Right now, we are somewhere around the peak of the AI bubble. LLM innovation has slowed and venture capital money won't last forever. I expect enshittification to arrive soon for AI and for the bubble to pop.

@phi1997 @cabel IBM bet on blockchain and Amazon went in as well (AMB, which according to Amazon is used by number of large corps, and 25% of worldwidecethereum loads). Apple filed patents around blockchain, so they definitely thought about it.
@cabel I have to admit, I don’t understand this whole thing. As much as I dislike the current AI craze, if it’s going to exist, I want it to learn the facts I have on my website so they can be presented to people who use it, and I don’t get why anyone wouldn’t want this from their website too.
@cabel Great idea! They already have all the DNS record workflows for iCloud BYOD.
@cabel Should perhaps be a law instead?
@cabel you just reinvented robots.txt and made it centralized
@cabel I saw an article the other day where someone found one of the "AI" companies ignored robots.txt, faked a standard browser UA (e.g. no "bot" indicator), and used IP masking so they couldn't be filtered. Given the entire industry is built on blatant IP theft I have no expectation any of them would follow it without legislative penalties (and even then if caught I'm sure they'd have a blog saying "whoops we had a minor bug, we've fixed it now")

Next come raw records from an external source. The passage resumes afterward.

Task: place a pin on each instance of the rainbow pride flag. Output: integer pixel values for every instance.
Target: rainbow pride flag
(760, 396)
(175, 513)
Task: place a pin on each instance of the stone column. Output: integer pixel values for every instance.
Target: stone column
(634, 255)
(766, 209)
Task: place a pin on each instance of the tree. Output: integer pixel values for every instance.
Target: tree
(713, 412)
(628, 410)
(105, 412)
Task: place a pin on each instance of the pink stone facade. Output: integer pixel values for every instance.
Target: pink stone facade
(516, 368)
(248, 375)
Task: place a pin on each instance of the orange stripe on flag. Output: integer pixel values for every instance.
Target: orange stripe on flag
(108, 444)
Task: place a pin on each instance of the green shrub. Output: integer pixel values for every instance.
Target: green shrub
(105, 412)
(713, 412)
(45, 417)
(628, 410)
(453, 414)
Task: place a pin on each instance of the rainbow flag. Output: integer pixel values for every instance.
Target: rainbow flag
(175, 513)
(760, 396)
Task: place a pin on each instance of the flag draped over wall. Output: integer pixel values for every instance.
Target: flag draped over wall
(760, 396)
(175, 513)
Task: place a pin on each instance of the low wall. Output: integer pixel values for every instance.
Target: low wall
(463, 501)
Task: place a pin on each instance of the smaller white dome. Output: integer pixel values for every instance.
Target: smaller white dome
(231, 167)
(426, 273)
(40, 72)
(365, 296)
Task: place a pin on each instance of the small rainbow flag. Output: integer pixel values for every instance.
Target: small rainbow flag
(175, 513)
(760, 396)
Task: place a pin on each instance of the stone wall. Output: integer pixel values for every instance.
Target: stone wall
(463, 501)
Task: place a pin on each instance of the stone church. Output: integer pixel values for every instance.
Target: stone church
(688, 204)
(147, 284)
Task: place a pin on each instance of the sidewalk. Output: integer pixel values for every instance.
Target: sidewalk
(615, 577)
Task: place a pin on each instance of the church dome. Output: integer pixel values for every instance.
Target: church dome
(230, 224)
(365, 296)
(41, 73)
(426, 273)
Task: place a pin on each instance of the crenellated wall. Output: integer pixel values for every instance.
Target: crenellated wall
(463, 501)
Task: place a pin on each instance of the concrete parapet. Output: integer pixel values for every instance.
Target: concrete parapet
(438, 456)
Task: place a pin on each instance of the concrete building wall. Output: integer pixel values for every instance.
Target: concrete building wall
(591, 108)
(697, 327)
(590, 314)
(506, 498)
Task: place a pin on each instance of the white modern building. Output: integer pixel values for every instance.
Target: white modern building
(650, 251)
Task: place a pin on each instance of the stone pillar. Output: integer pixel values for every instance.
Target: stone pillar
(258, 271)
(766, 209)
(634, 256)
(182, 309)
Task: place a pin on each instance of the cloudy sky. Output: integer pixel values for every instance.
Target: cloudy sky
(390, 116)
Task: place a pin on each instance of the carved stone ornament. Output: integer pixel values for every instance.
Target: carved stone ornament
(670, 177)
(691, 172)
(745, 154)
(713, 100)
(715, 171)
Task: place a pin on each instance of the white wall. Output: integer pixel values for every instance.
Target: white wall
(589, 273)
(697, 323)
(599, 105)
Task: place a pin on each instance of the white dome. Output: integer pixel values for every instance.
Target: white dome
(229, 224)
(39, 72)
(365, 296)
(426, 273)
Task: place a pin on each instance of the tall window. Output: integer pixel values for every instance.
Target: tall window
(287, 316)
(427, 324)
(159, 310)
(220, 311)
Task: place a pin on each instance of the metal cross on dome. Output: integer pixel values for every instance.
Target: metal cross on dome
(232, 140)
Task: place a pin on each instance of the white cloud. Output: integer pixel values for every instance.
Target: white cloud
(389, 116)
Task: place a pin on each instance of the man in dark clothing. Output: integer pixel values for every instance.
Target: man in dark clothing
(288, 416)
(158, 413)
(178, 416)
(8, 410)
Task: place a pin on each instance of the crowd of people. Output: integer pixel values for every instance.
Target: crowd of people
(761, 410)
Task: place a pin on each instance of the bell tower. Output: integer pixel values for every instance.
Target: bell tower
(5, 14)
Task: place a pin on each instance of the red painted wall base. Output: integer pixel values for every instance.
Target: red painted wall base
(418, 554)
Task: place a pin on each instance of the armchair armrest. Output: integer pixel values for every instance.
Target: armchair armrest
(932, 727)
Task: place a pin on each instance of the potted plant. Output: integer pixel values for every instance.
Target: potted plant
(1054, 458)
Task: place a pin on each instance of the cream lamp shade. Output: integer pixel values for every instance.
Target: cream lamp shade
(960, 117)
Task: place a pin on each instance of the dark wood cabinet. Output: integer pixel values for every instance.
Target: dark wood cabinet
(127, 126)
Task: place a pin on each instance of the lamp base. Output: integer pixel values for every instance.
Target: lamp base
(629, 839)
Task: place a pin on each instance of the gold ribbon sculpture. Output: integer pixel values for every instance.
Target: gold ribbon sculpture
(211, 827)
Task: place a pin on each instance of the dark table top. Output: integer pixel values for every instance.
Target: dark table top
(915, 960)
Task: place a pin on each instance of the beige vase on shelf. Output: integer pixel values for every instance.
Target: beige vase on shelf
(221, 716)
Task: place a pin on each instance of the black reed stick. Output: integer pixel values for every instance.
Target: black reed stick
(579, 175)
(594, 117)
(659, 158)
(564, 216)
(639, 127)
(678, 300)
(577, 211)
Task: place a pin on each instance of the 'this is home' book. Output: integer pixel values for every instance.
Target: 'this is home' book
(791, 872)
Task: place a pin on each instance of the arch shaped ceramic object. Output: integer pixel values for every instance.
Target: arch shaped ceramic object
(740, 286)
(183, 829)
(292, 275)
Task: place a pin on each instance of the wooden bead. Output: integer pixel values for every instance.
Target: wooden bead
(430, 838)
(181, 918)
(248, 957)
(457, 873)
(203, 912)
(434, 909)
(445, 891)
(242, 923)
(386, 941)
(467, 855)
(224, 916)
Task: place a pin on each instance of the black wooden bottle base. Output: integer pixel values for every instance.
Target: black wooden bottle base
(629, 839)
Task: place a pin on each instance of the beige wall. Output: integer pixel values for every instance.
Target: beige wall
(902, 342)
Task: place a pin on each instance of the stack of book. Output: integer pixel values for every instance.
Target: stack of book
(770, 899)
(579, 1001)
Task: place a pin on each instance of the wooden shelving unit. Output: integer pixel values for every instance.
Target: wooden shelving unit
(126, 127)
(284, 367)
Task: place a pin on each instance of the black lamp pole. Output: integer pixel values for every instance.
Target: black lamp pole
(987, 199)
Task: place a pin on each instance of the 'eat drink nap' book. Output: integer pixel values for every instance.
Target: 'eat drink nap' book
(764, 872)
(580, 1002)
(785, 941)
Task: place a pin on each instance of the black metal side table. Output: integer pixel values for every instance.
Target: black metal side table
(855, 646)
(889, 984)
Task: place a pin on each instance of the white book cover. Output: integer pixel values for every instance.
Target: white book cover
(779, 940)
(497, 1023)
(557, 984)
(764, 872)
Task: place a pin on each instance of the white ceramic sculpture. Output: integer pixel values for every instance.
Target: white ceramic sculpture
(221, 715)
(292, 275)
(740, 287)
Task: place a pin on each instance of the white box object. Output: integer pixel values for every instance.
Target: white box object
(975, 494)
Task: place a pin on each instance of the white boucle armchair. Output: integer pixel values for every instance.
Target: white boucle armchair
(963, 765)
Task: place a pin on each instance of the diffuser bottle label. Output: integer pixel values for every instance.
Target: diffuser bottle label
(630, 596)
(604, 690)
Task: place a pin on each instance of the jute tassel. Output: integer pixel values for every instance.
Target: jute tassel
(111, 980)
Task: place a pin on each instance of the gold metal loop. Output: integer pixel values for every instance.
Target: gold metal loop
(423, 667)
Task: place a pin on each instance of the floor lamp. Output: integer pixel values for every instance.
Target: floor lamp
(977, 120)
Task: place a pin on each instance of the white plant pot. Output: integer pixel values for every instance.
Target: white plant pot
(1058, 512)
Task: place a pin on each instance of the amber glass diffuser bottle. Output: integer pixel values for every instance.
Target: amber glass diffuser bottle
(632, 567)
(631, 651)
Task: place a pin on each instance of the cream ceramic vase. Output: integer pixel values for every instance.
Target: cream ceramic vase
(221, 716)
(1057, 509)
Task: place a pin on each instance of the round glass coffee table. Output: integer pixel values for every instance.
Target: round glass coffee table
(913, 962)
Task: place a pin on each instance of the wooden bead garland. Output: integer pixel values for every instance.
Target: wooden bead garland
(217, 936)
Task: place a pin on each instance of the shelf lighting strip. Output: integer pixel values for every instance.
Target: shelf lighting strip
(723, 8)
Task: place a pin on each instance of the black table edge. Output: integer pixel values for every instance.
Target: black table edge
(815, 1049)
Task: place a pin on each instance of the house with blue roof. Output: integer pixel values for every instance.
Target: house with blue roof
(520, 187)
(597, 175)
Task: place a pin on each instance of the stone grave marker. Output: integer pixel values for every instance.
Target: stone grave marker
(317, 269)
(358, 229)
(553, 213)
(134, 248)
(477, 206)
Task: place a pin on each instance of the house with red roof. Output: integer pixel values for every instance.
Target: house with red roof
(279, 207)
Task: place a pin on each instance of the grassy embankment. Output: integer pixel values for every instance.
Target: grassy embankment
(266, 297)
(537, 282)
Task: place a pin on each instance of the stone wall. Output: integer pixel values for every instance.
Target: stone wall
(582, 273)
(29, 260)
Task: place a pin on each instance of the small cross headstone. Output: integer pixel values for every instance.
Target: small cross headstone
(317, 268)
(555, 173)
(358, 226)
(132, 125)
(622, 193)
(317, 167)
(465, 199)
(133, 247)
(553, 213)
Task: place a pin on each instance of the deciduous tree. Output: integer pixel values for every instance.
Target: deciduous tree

@cabel at least second; ServiceNow and HuggingFace have been doing it for at least a year: https://github.com/bigcode-project/opt-out-v2

https://spawning.io have also been advocating for an EU-based centralized opt-out registry (since EU law requires opt-outs starting in less than a year, but doesn't require a central registry) but not sure how far along their proof-of-concept is.

GitHub - bigcode-project/opt-out-v2: Repository for opt-out requests.

Repository for opt-out requests. Contribute to bigcode-project/opt-out-v2 development by creating an account on GitHub.

GitHub
@cabel Sure. I like that. Too bad about robots.txt not cutting it tho. I would prefer opting out in that file to be enough.
@cabel I’ve been thinking about this recently, except from the perspective of an individual content license (i.e. Creative Commons) that prohibits uses for AI model training.